Ariadne developed MedScan to extract protein-interaction information from the scientific literature. The system was used to create the company’s ResNet database, which currently includes more than 1.25 million functional relationships and underlies the Pathway Studio software.
The SBIR grant supports development of a modified version of MedScan that will be able to extract metabolic, toxicological, and clinical information from the literature. This extended version of MedScan will then be used to automatically populate and update the new database.
Sharp described toxicology as “a natural functionality for … pathway analysis because pathway analysis is all about pulling knowledge out of the literature in one way or another that allows the researcher to really look at what are the possible interactions for a small chemical compound.”

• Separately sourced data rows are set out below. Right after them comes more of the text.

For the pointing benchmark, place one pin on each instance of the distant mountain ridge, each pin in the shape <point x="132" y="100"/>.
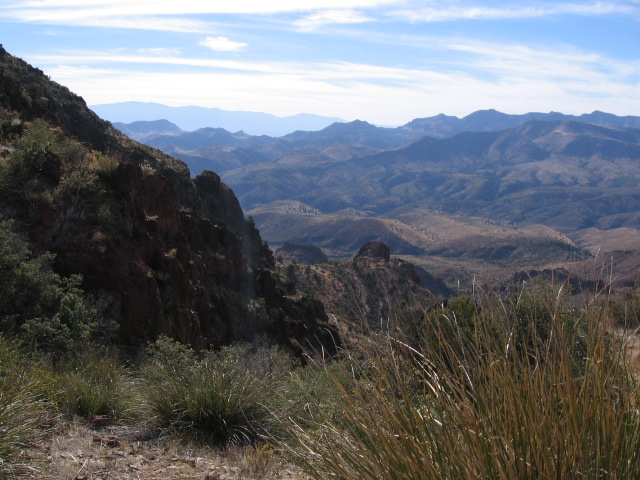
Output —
<point x="192" y="118"/>
<point x="564" y="174"/>
<point x="207" y="148"/>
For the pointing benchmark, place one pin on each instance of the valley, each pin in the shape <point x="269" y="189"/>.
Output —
<point x="480" y="197"/>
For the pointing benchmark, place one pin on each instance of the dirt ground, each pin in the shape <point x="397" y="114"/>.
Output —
<point x="76" y="450"/>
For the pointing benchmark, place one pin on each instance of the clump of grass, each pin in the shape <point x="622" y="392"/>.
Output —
<point x="105" y="165"/>
<point x="217" y="395"/>
<point x="95" y="383"/>
<point x="501" y="397"/>
<point x="21" y="412"/>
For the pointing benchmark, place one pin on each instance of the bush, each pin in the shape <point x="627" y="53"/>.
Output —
<point x="222" y="396"/>
<point x="33" y="152"/>
<point x="95" y="383"/>
<point x="48" y="312"/>
<point x="21" y="412"/>
<point x="479" y="408"/>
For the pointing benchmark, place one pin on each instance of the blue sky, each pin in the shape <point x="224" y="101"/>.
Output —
<point x="384" y="61"/>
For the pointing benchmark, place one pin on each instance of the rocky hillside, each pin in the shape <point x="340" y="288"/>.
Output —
<point x="369" y="292"/>
<point x="159" y="253"/>
<point x="566" y="175"/>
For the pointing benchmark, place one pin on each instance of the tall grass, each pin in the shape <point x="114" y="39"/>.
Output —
<point x="523" y="388"/>
<point x="222" y="397"/>
<point x="21" y="412"/>
<point x="96" y="383"/>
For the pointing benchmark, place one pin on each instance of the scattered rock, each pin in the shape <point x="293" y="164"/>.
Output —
<point x="307" y="254"/>
<point x="374" y="250"/>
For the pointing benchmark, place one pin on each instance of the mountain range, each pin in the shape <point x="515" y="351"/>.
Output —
<point x="354" y="182"/>
<point x="194" y="117"/>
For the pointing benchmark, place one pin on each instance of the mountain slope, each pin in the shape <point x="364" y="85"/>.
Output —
<point x="192" y="118"/>
<point x="567" y="175"/>
<point x="161" y="253"/>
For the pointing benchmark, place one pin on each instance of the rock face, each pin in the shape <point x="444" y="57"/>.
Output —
<point x="163" y="254"/>
<point x="370" y="292"/>
<point x="374" y="250"/>
<point x="307" y="254"/>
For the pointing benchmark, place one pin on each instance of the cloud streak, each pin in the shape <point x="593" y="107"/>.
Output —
<point x="455" y="12"/>
<point x="223" y="44"/>
<point x="511" y="79"/>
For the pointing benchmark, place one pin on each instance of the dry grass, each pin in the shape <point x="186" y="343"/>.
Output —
<point x="76" y="450"/>
<point x="501" y="397"/>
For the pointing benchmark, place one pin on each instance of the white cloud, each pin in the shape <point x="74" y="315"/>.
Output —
<point x="38" y="9"/>
<point x="222" y="44"/>
<point x="325" y="17"/>
<point x="449" y="12"/>
<point x="514" y="79"/>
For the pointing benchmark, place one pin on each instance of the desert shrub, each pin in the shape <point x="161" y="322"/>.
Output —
<point x="220" y="396"/>
<point x="79" y="183"/>
<point x="479" y="410"/>
<point x="105" y="165"/>
<point x="626" y="311"/>
<point x="32" y="152"/>
<point x="10" y="125"/>
<point x="48" y="312"/>
<point x="21" y="412"/>
<point x="96" y="383"/>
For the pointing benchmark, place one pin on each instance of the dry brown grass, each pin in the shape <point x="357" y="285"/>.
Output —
<point x="77" y="450"/>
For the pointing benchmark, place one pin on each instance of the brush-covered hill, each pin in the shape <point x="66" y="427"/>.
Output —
<point x="123" y="227"/>
<point x="368" y="292"/>
<point x="566" y="175"/>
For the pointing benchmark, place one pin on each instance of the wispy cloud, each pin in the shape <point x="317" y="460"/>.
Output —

“The whole business side of the company needed to be built last year.”

The lion’s share of the development work will be in “identifying the terminology, the grammar, the syntax … and the appropriate sentence content for the way toxicologists talk about biological entities and chemical entities,” Sharp said. “Within MedScan, one needs to build a dictionary that specifically addresses the field of toxicology.”
Once the new version of MedScan is developed, it will be used to glean information from PubMed, ToxLine, and full-text journals in order to create the new database.
Sharp said that the company plans to have “at least a beta version” of the database available before the SBIR grant expires in August. It’s likely that the toxicology database will be a standalone offering rather than an embedded feature of Pathway Studio, although Sharp noted that the company has not yet finalized its plans for the release of the new product.
Ariadne’s foray into toxicology follows on the heels of its competitors in the pathway analysis market — Ingenuity Systems and GeneGo — which both showcased their products’ capabilities in the area of toxicity at the recent Molecular Medicine Tri-Conference [BioInform 03-02-07].   
But Sharp said that the MedScan technology, which comes with Pathway Studio, gives it an edge in the competitive pathway informatics market because “we aren’t biased as to what’s in our database.” MedScan enables users to update their pathways with new information in real time, so pathway analysis “is as rich as the literature allows it to be,” he said.